Sentiment Analysis/Opinion Mining
Sentiment analysis (or opinion mining) focuses on analysing web documents, especially user-generated content such as product reviews, to identify opinionated documents, sentences and opinion holders. Compared to traditional document classification, sentiment analysis and polarity classification are significantly harder. One of the main applications of sentiment analysis is in voice of the customer systems.
One of the sentiment analysis systems we developed recently uses supervised machine learning methods, trained on human-annotated data, co-occurrence statistics, and lexicons of positive and negative words, in order to identify problems with products and company services reported on blogs. We also have experience with lightly-supervised and unsupervised approaches.

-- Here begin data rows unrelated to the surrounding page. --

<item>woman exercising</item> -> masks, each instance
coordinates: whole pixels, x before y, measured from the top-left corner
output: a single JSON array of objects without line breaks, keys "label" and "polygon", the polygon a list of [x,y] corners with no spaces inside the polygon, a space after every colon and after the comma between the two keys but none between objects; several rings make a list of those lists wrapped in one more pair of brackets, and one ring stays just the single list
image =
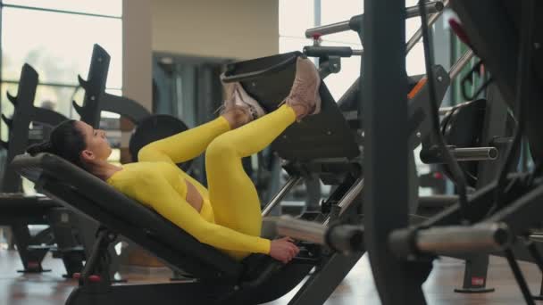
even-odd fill
[{"label": "woman exercising", "polygon": [[[146,145],[138,162],[121,167],[107,162],[112,150],[104,130],[78,120],[59,124],[49,141],[27,152],[59,155],[237,260],[264,253],[287,263],[299,250],[289,237],[260,237],[260,201],[241,158],[264,149],[295,120],[318,113],[320,82],[313,62],[298,58],[290,94],[268,114],[239,84],[228,85],[221,116]],[[176,166],[204,151],[208,189]]]}]

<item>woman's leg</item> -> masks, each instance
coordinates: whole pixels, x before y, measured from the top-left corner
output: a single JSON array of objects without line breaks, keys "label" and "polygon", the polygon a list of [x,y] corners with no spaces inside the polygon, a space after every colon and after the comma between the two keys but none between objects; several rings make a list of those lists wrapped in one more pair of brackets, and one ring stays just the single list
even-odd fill
[{"label": "woman's leg", "polygon": [[260,201],[253,182],[243,169],[241,158],[264,149],[295,120],[295,111],[283,105],[219,136],[209,144],[205,152],[205,171],[217,224],[244,234],[260,235]]},{"label": "woman's leg", "polygon": [[[321,78],[309,60],[297,60],[297,75],[286,104],[215,138],[207,147],[205,171],[215,222],[238,232],[260,235],[262,216],[258,194],[246,176],[241,158],[256,153],[288,126],[320,110]],[[241,90],[242,88],[238,88]],[[240,96],[244,100],[243,96]],[[243,257],[244,253],[232,253]]]}]

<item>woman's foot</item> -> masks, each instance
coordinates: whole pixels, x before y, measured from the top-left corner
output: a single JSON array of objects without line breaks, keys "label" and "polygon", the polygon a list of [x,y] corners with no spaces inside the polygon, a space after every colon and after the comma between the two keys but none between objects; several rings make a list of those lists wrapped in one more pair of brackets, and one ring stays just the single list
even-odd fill
[{"label": "woman's foot", "polygon": [[298,57],[290,94],[283,101],[294,110],[297,121],[321,111],[320,86],[321,77],[315,65],[308,59]]},{"label": "woman's foot", "polygon": [[226,99],[221,106],[222,115],[235,129],[265,114],[258,102],[249,96],[239,83],[224,84]]}]

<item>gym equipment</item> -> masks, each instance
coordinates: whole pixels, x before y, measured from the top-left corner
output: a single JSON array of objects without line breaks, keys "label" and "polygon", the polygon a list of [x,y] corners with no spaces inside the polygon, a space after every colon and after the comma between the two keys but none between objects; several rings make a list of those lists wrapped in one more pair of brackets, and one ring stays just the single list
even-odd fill
[{"label": "gym equipment", "polygon": [[[240,73],[240,70],[259,70],[263,62],[273,66],[281,58],[279,55],[262,59],[262,62],[239,62],[230,67],[230,73],[234,70]],[[254,87],[257,87],[259,90],[252,91],[252,94],[258,94],[263,100],[270,101],[266,107],[277,107],[284,98],[281,95],[285,95],[283,91],[286,89],[272,90],[265,84],[275,86],[288,79],[292,82],[295,62],[284,67],[289,73],[263,73],[263,78],[259,78],[255,85]],[[242,84],[252,86],[251,82],[246,83],[243,79],[245,72],[241,73]],[[247,87],[247,90],[251,89]],[[355,221],[358,218],[357,210],[361,203],[357,199],[361,190],[357,186],[361,171],[359,161],[348,158],[356,157],[358,145],[324,84],[320,92],[323,100],[322,113],[306,118],[303,123],[288,128],[274,143],[274,147],[280,156],[287,160],[285,168],[292,175],[291,181],[297,180],[304,172],[312,170],[325,177],[326,181],[338,184],[329,199],[329,213],[309,213],[303,218],[325,221],[346,220],[350,217]],[[330,127],[330,129],[326,127]],[[291,141],[294,136],[305,140]],[[317,145],[324,142],[334,145]],[[311,150],[307,149],[308,145],[312,147]],[[36,187],[40,192],[100,220],[104,226],[98,234],[95,251],[79,278],[79,286],[72,292],[67,304],[107,305],[128,301],[143,304],[157,300],[163,304],[173,304],[181,299],[188,303],[261,303],[288,292],[313,267],[317,267],[315,271],[309,275],[290,303],[320,304],[324,302],[362,255],[346,257],[306,243],[303,244],[305,250],[301,255],[286,266],[278,266],[269,257],[258,255],[251,255],[243,262],[237,262],[219,251],[198,243],[167,219],[59,157],[50,154],[33,157],[21,155],[17,157],[13,166],[24,177],[36,181]],[[293,185],[293,182],[288,182],[285,191],[280,191],[278,197]],[[115,204],[111,204],[113,202]],[[126,210],[130,210],[130,213]],[[338,214],[335,215],[335,212]],[[189,272],[197,280],[189,283],[111,285],[108,274],[104,272],[106,266],[104,249],[115,238],[116,234],[139,243],[171,266]],[[257,271],[255,275],[248,274],[255,268]]]},{"label": "gym equipment", "polygon": [[[132,159],[134,161],[138,161],[138,152],[149,143],[179,134],[187,129],[188,128],[182,120],[171,115],[156,114],[143,119],[138,123],[132,136],[130,136],[129,150]],[[191,161],[183,162],[180,164],[180,168],[187,171],[191,164]]]},{"label": "gym equipment", "polygon": [[[88,79],[78,77],[79,86],[85,89],[83,103],[79,106],[72,102],[76,111],[81,116],[81,120],[99,128],[102,111],[120,114],[129,120],[137,127],[129,143],[129,152],[132,161],[138,161],[138,152],[145,144],[163,136],[171,136],[186,130],[188,127],[180,120],[168,115],[152,116],[141,103],[125,96],[117,96],[105,92],[107,72],[111,56],[99,45],[93,46],[88,70]],[[188,171],[192,162],[180,165]]]},{"label": "gym equipment", "polygon": [[[403,37],[403,28],[397,21],[392,23],[395,18],[401,18],[399,4],[395,8],[380,5],[379,1],[366,2],[365,4],[367,13],[377,13],[379,16],[375,23],[369,24],[377,25],[378,21],[388,24],[388,29],[381,29],[376,35]],[[396,160],[400,154],[395,155],[390,151],[387,153],[388,147],[378,141],[371,143],[373,151],[386,154],[381,156],[376,153],[372,156],[372,162],[375,165],[376,172],[373,173],[374,179],[372,181],[374,185],[368,190],[368,196],[379,201],[370,201],[368,211],[372,213],[366,213],[372,222],[381,224],[379,227],[365,226],[368,237],[365,243],[371,255],[376,284],[383,304],[425,304],[421,284],[431,270],[430,262],[436,255],[496,253],[499,251],[507,259],[526,303],[534,304],[516,259],[522,259],[517,250],[523,247],[524,252],[530,253],[533,261],[543,269],[540,247],[533,241],[524,242],[525,239],[530,240],[533,228],[540,227],[540,166],[536,166],[536,169],[530,173],[507,173],[514,166],[521,135],[528,139],[536,164],[540,164],[543,141],[540,140],[541,123],[538,116],[541,113],[542,93],[540,87],[530,85],[540,82],[540,54],[536,51],[539,43],[534,37],[540,36],[541,27],[535,21],[535,16],[543,6],[535,1],[487,1],[474,4],[463,0],[452,2],[452,6],[462,20],[462,26],[458,29],[462,29],[464,40],[484,61],[504,100],[510,108],[514,109],[518,125],[512,144],[503,157],[500,170],[489,175],[489,179],[494,180],[492,183],[477,190],[466,202],[461,200],[444,212],[412,228],[407,228],[406,204],[404,207],[397,206],[394,213],[386,209],[390,207],[388,202],[405,202],[405,175],[400,173],[404,178],[393,181],[396,185],[401,185],[394,194],[387,193],[384,179],[376,179],[379,172],[387,171],[390,159]],[[396,14],[391,14],[391,12]],[[510,21],[504,22],[505,20]],[[496,33],[500,35],[497,37]],[[396,77],[394,86],[397,87],[372,87],[372,91],[369,91],[370,95],[375,92],[381,97],[379,103],[372,105],[380,110],[381,106],[387,107],[391,103],[388,99],[383,103],[382,95],[391,95],[391,92],[404,86],[400,77],[403,67],[401,62],[398,63],[401,50],[397,49],[399,45],[390,45],[392,43],[384,40],[368,39],[366,45],[369,45],[366,50],[375,51],[373,56],[368,56],[364,62],[366,72],[372,71],[370,78],[382,73],[388,78],[391,74]],[[388,52],[387,58],[381,56],[383,52]],[[530,63],[530,60],[533,60],[533,63]],[[384,77],[384,74],[380,76]],[[394,120],[398,128],[403,128],[406,127],[405,112],[400,109],[394,114],[387,113],[386,118],[384,111],[378,111],[372,114],[379,121]],[[505,120],[503,120],[502,126]],[[397,146],[405,145],[406,142],[404,135],[386,130],[379,125],[372,132],[377,133],[372,135],[374,138],[388,136],[388,140],[394,141]],[[449,166],[453,163],[447,161]],[[395,172],[397,174],[398,167],[405,169],[405,160],[396,163]],[[367,172],[368,169],[365,169]],[[387,182],[390,183],[389,180]],[[402,193],[398,194],[398,192]],[[376,243],[376,237],[380,238],[381,246]],[[383,240],[388,243],[382,243]],[[442,242],[437,242],[439,240]],[[391,249],[394,254],[384,252],[385,249]],[[394,292],[389,293],[387,287],[394,287]]]},{"label": "gym equipment", "polygon": [[[67,120],[57,112],[34,106],[37,86],[38,73],[25,64],[21,72],[17,95],[7,95],[14,106],[13,115],[10,119],[2,115],[9,128],[8,142],[3,144],[7,149],[8,164],[15,155],[26,150],[30,122],[54,126]],[[65,277],[80,272],[85,260],[84,248],[79,236],[82,228],[80,221],[74,220],[76,217],[54,201],[42,195],[22,194],[21,177],[9,167],[2,172],[0,185],[3,192],[0,194],[0,222],[12,228],[23,266],[21,272],[49,271],[41,265],[49,251],[53,251],[54,257],[63,260]],[[49,227],[31,235],[28,227],[31,224],[48,225]]]}]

Unlike other sentiment analysis work, we also consider richer user-sensitive models of opinions to reflect the fact that the same opinion could be positive for one user group and negative for another (e.g. a camera can be rated as good for a photographer, but too complex for the casual user). Similarly, we model the fact that negative opinions on certain features can be more important than others (e.g., limited choice of colours vs. poor battery life).

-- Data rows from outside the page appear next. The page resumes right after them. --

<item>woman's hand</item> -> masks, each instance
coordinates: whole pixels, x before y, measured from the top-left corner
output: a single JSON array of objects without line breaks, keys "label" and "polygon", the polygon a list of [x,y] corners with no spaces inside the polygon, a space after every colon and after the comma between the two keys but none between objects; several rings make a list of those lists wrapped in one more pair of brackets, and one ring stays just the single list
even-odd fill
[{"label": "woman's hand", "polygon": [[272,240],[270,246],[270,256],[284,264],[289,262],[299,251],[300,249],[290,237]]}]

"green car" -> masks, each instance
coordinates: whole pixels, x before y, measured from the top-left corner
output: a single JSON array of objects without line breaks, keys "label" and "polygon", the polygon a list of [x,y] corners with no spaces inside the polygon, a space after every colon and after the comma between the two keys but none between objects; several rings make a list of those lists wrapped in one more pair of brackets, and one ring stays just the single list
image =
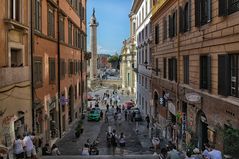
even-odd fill
[{"label": "green car", "polygon": [[99,121],[100,120],[100,111],[92,109],[88,114],[88,121]]}]

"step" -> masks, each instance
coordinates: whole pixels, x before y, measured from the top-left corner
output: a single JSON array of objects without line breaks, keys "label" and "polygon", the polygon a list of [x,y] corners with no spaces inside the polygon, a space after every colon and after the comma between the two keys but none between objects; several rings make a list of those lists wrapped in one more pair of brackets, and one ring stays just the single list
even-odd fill
[{"label": "step", "polygon": [[158,159],[153,155],[44,156],[42,159]]}]

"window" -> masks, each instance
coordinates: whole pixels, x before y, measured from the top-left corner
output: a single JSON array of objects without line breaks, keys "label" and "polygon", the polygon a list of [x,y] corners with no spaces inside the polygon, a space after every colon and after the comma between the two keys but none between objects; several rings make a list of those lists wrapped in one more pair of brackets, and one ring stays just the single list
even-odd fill
[{"label": "window", "polygon": [[179,31],[187,32],[191,29],[191,0],[187,2],[184,8],[179,8]]},{"label": "window", "polygon": [[33,82],[35,87],[42,86],[42,58],[34,57],[33,59]]},{"label": "window", "polygon": [[141,75],[139,75],[138,78],[139,78],[139,84],[141,84]]},{"label": "window", "polygon": [[142,76],[142,86],[144,86],[144,76]]},{"label": "window", "polygon": [[77,33],[77,28],[76,26],[74,26],[74,29],[73,29],[73,46],[74,47],[77,47],[77,37],[78,37],[78,33]]},{"label": "window", "polygon": [[35,29],[41,30],[41,0],[35,0]]},{"label": "window", "polygon": [[23,54],[21,49],[11,48],[11,67],[23,66]]},{"label": "window", "polygon": [[168,59],[168,79],[177,81],[177,59],[175,57]]},{"label": "window", "polygon": [[73,61],[72,60],[69,60],[68,61],[68,74],[69,74],[69,76],[72,76],[73,75],[73,71],[74,71],[74,63],[73,63]]},{"label": "window", "polygon": [[163,19],[163,40],[167,39],[167,18],[164,17]]},{"label": "window", "polygon": [[163,78],[167,78],[167,59],[163,58]]},{"label": "window", "polygon": [[184,83],[189,84],[189,56],[183,56]]},{"label": "window", "polygon": [[60,15],[60,19],[59,19],[59,31],[60,31],[60,41],[64,42],[65,41],[65,25],[64,25],[64,17],[62,15]]},{"label": "window", "polygon": [[55,18],[54,18],[54,10],[50,5],[48,6],[48,36],[55,37]]},{"label": "window", "polygon": [[145,88],[148,89],[148,79],[145,77]]},{"label": "window", "polygon": [[211,89],[211,57],[200,56],[200,89]]},{"label": "window", "polygon": [[219,16],[227,16],[239,11],[238,0],[219,0]]},{"label": "window", "polygon": [[81,47],[81,32],[78,30],[78,48],[82,49]]},{"label": "window", "polygon": [[177,35],[177,11],[173,15],[169,15],[169,37],[172,38]]},{"label": "window", "polygon": [[156,76],[159,76],[159,59],[158,58],[156,58],[155,59],[155,64],[156,64]]},{"label": "window", "polygon": [[72,46],[72,23],[68,21],[68,44]]},{"label": "window", "polygon": [[81,20],[84,21],[85,20],[85,8],[82,6],[81,8]]},{"label": "window", "polygon": [[195,0],[195,26],[200,27],[212,19],[211,0]]},{"label": "window", "polygon": [[10,18],[20,22],[21,18],[21,1],[10,0]]},{"label": "window", "polygon": [[56,61],[49,58],[49,83],[55,83],[56,80]]},{"label": "window", "polygon": [[60,65],[60,68],[61,68],[61,79],[64,79],[65,78],[65,74],[66,74],[66,63],[65,63],[65,60],[64,59],[61,59],[61,65]]},{"label": "window", "polygon": [[159,25],[157,24],[154,29],[155,33],[155,44],[159,43]]}]

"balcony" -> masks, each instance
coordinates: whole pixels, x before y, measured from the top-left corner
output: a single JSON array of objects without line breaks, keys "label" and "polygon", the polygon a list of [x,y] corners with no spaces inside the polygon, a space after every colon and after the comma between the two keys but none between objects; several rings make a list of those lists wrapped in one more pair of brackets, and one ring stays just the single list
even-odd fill
[{"label": "balcony", "polygon": [[167,0],[157,0],[153,5],[153,8],[152,8],[152,15],[154,15],[162,6],[163,4],[166,2]]},{"label": "balcony", "polygon": [[4,67],[0,68],[0,88],[14,83],[30,80],[30,68],[25,67]]}]

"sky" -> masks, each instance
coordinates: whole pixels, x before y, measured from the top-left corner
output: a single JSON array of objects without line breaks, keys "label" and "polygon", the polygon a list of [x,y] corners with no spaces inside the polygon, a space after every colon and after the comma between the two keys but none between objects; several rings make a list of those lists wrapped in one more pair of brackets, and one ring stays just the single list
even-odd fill
[{"label": "sky", "polygon": [[97,27],[98,54],[120,54],[123,40],[129,37],[132,0],[87,0],[87,47],[90,51],[89,22],[93,8]]}]

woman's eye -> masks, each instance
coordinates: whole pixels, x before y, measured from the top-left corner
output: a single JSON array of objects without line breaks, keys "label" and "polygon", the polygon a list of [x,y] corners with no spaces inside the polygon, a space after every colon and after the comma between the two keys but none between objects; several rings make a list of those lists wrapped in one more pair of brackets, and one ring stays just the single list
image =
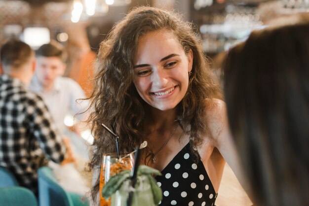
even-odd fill
[{"label": "woman's eye", "polygon": [[177,64],[177,62],[170,62],[169,63],[166,64],[165,65],[165,67],[168,67],[168,68],[171,68],[171,67],[173,67],[174,66],[175,66],[175,65],[176,65]]},{"label": "woman's eye", "polygon": [[145,76],[150,73],[150,70],[144,70],[138,71],[137,74],[139,76]]}]

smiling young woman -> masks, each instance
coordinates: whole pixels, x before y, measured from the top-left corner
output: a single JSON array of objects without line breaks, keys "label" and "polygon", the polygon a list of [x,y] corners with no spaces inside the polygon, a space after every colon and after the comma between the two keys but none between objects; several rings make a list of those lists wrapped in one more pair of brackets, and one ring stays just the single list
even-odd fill
[{"label": "smiling young woman", "polygon": [[102,123],[119,136],[122,152],[147,140],[141,163],[162,174],[161,206],[213,205],[225,161],[239,173],[220,87],[196,36],[179,14],[137,7],[101,43],[96,61],[91,167],[116,151]]}]

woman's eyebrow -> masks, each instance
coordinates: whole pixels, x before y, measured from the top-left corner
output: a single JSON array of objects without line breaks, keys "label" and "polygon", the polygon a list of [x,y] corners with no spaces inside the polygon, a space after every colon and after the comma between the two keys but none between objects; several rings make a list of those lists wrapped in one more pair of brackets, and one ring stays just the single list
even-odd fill
[{"label": "woman's eyebrow", "polygon": [[[163,58],[161,59],[161,60],[160,60],[160,62],[163,62],[164,60],[166,60],[167,59],[168,59],[170,58],[171,57],[175,57],[175,56],[179,56],[179,55],[178,55],[178,54],[170,54],[169,55],[166,56],[166,57],[163,57]],[[135,66],[133,67],[133,68],[135,69],[135,68],[138,68],[139,67],[147,67],[149,66],[150,65],[147,64],[144,64],[142,65],[135,65]]]}]

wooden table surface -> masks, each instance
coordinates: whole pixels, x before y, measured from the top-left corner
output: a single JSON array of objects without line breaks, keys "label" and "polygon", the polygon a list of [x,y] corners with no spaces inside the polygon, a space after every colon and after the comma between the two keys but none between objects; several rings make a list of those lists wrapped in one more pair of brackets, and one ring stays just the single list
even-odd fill
[{"label": "wooden table surface", "polygon": [[218,193],[216,206],[250,206],[252,205],[227,164],[224,168]]}]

Where applicable, we also combine sentiment analysis with author authority models to account for the fact that personal authority often influences whether the reader will be influenced significantly by a given review or not (e.g., an endorsement from an unknown person does not carry the same weight as that of a respected expert).

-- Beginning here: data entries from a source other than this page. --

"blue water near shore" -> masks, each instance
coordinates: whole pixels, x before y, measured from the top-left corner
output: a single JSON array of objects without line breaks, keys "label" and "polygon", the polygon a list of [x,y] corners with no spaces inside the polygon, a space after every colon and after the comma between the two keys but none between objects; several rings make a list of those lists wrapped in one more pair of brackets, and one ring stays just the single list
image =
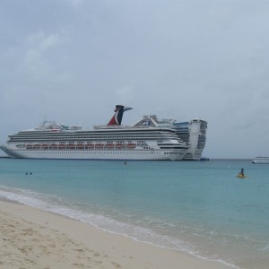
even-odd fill
[{"label": "blue water near shore", "polygon": [[[236,177],[241,168],[244,179]],[[250,160],[0,159],[0,199],[239,268],[268,268],[269,165]]]}]

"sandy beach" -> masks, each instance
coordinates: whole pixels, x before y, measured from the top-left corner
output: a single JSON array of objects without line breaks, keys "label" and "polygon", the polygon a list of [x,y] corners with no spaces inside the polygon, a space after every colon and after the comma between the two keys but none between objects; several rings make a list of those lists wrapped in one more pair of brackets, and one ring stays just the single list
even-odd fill
[{"label": "sandy beach", "polygon": [[0,268],[230,268],[0,201]]}]

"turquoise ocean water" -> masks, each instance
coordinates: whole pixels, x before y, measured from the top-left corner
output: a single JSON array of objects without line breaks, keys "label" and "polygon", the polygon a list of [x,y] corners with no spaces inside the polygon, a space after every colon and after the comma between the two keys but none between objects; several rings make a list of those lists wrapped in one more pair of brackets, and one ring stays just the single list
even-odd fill
[{"label": "turquoise ocean water", "polygon": [[[241,168],[245,179],[236,177]],[[268,268],[269,165],[250,160],[0,159],[0,199],[235,267]]]}]

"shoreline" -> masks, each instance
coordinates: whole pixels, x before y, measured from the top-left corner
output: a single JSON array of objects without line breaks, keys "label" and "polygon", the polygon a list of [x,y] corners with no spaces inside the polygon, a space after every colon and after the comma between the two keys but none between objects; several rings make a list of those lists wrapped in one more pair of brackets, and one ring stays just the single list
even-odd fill
[{"label": "shoreline", "polygon": [[234,268],[0,200],[3,268]]}]

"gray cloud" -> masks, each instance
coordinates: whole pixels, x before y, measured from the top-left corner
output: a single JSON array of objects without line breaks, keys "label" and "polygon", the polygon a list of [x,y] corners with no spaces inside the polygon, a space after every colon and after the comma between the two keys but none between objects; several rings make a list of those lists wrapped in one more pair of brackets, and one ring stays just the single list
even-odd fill
[{"label": "gray cloud", "polygon": [[0,142],[114,106],[208,121],[204,155],[268,154],[266,1],[1,1]]}]

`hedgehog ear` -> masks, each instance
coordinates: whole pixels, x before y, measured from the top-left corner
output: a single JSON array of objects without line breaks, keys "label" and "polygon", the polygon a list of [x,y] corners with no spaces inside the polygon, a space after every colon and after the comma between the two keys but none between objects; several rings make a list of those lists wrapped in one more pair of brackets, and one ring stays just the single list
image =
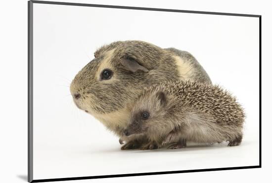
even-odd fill
[{"label": "hedgehog ear", "polygon": [[166,95],[162,91],[159,91],[156,93],[157,98],[160,102],[160,104],[163,107],[166,104]]},{"label": "hedgehog ear", "polygon": [[121,63],[126,69],[134,73],[138,70],[148,72],[147,69],[140,65],[134,58],[129,56],[123,58],[121,60]]}]

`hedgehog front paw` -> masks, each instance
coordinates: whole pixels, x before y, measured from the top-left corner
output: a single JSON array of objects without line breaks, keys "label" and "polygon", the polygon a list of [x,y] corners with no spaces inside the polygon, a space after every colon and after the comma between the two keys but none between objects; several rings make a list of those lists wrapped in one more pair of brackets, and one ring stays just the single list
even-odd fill
[{"label": "hedgehog front paw", "polygon": [[135,149],[139,148],[140,145],[139,142],[136,141],[130,141],[123,145],[121,149],[122,150]]},{"label": "hedgehog front paw", "polygon": [[119,143],[120,144],[124,144],[124,140],[123,140],[123,139],[122,138],[119,138]]},{"label": "hedgehog front paw", "polygon": [[168,148],[171,149],[185,148],[186,146],[186,139],[181,139],[178,142],[173,143],[169,146]]},{"label": "hedgehog front paw", "polygon": [[149,142],[145,145],[142,145],[140,147],[140,150],[152,150],[156,149],[158,148],[159,147],[156,143],[154,142]]},{"label": "hedgehog front paw", "polygon": [[175,138],[175,134],[174,133],[170,133],[164,138],[162,142],[162,146],[165,146],[165,145],[170,143],[171,141]]}]

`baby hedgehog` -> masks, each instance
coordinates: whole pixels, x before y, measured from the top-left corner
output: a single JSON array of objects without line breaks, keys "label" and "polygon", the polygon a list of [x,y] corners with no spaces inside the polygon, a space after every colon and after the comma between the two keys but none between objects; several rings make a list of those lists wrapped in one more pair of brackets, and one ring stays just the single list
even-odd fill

Another important dimension of sentiment analysis which is often overlooked is the temporal element. We not only identify opinions but also identify when they were stated, which makes it possible to detect shifts in attitudes over time. For instance, initially most users might have reported predominantly positive experiences with a given product, but later on faults started being reported. The temporal dimension is particularly important in applications such as monitoring the impact of marketing campaigns or containing damage to brands and companies through quick response to problems as soon as a significant number of users start reporting them online.